Solamente la Colombia ha allertato la Comunità Internazionale per chiedere aiuto. In visita a Cùcuta, il Commissario Europeo per gli aiuti umanitari Christos Stylianides ha annunciato lo svincolo, da parte dell’Europa, di due milioni di euro per il Venezuela e di sei milioni per la Colombia. Inoltre, l’HCR ha incoraggiato gli Stati a semplificare le richieste e le procedure di statuto di rifugiato ai milioni di venezuelani in attesa di ufficializzare la loro posizione. Di fatto, la Colombia fa fronte ad un vuoto legislativo in materia di migranti. “Ciò lascia la sorte di queste persone alla discrezione dei funzionari di turno, puntualizza Rigoberto Lobo. Non c’è neanche traccia di permesso di lavoro, cosa che alimenta lo sfruttamento della manodopera”. In seguito alla pressione generata dal sovraffollamento delle città frontaliere colombiane, il Presidente Juan Manuel Santos per regolare il flusso incessante di migranti ha dovuto dispiegare lungo i 2219 chilometri di frontiera 3000 uomini.

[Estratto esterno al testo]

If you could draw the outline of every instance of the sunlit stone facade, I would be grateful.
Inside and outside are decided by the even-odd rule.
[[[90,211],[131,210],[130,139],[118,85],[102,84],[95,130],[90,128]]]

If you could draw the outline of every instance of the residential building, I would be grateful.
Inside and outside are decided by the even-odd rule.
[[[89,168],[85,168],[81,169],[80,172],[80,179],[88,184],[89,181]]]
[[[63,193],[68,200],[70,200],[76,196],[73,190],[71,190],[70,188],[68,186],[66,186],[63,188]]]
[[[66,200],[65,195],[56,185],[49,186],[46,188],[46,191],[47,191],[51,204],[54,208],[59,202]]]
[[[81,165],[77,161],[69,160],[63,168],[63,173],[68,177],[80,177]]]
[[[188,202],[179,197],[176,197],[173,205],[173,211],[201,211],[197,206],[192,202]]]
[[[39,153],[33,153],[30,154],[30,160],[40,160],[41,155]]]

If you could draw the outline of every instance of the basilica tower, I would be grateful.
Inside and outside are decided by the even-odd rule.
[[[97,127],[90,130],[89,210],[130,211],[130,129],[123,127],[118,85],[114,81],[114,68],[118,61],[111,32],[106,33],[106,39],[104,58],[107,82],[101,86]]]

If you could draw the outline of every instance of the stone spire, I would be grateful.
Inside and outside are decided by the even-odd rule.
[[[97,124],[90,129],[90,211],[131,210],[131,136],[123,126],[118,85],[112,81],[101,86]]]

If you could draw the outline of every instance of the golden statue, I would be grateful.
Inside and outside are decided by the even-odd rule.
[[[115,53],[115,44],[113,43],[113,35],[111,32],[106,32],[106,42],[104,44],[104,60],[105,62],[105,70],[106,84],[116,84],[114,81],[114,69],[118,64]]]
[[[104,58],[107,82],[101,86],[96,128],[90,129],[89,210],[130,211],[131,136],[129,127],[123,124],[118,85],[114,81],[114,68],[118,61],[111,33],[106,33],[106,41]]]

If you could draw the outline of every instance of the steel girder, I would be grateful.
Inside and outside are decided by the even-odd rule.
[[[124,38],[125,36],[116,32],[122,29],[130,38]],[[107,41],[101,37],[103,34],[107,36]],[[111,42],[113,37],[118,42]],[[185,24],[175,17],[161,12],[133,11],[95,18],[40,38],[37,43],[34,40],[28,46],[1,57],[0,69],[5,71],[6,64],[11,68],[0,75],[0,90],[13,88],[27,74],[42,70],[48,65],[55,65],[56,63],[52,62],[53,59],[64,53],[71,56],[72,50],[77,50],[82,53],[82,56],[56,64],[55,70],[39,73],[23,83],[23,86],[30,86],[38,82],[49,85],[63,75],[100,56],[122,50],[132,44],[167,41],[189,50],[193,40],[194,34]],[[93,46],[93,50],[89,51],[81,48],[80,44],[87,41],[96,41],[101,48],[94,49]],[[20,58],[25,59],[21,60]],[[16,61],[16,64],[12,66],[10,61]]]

Il Governo colombiano ha anche inasprito la sua politica migratoria non lasciando entrare che coloro in possesso di un passaporto o di un permesso speciale. Risultato: sempre più venezuelani entrano illegalmente sul territorio passando per sentieri secondari. L’ONG Promedehum evidenzia che questo aumenta il rischio di aggressione di questi disperati da parte di gruppi armati.

Con la rielezione di Maduro, le ONG non son affatto ottimiste. Ci si aspetta che l’ondata migratoria aumenti in modo esponenziale. La preoccupazione è più che lecita visto che gli Stati Uniti, che hanno già imposto sanzioni a diverse imprese venezuelane, hanno più volte affermato che se fosse stato rieletto il Presidente uscente, avrebbero isolato ulteriormente il Paese.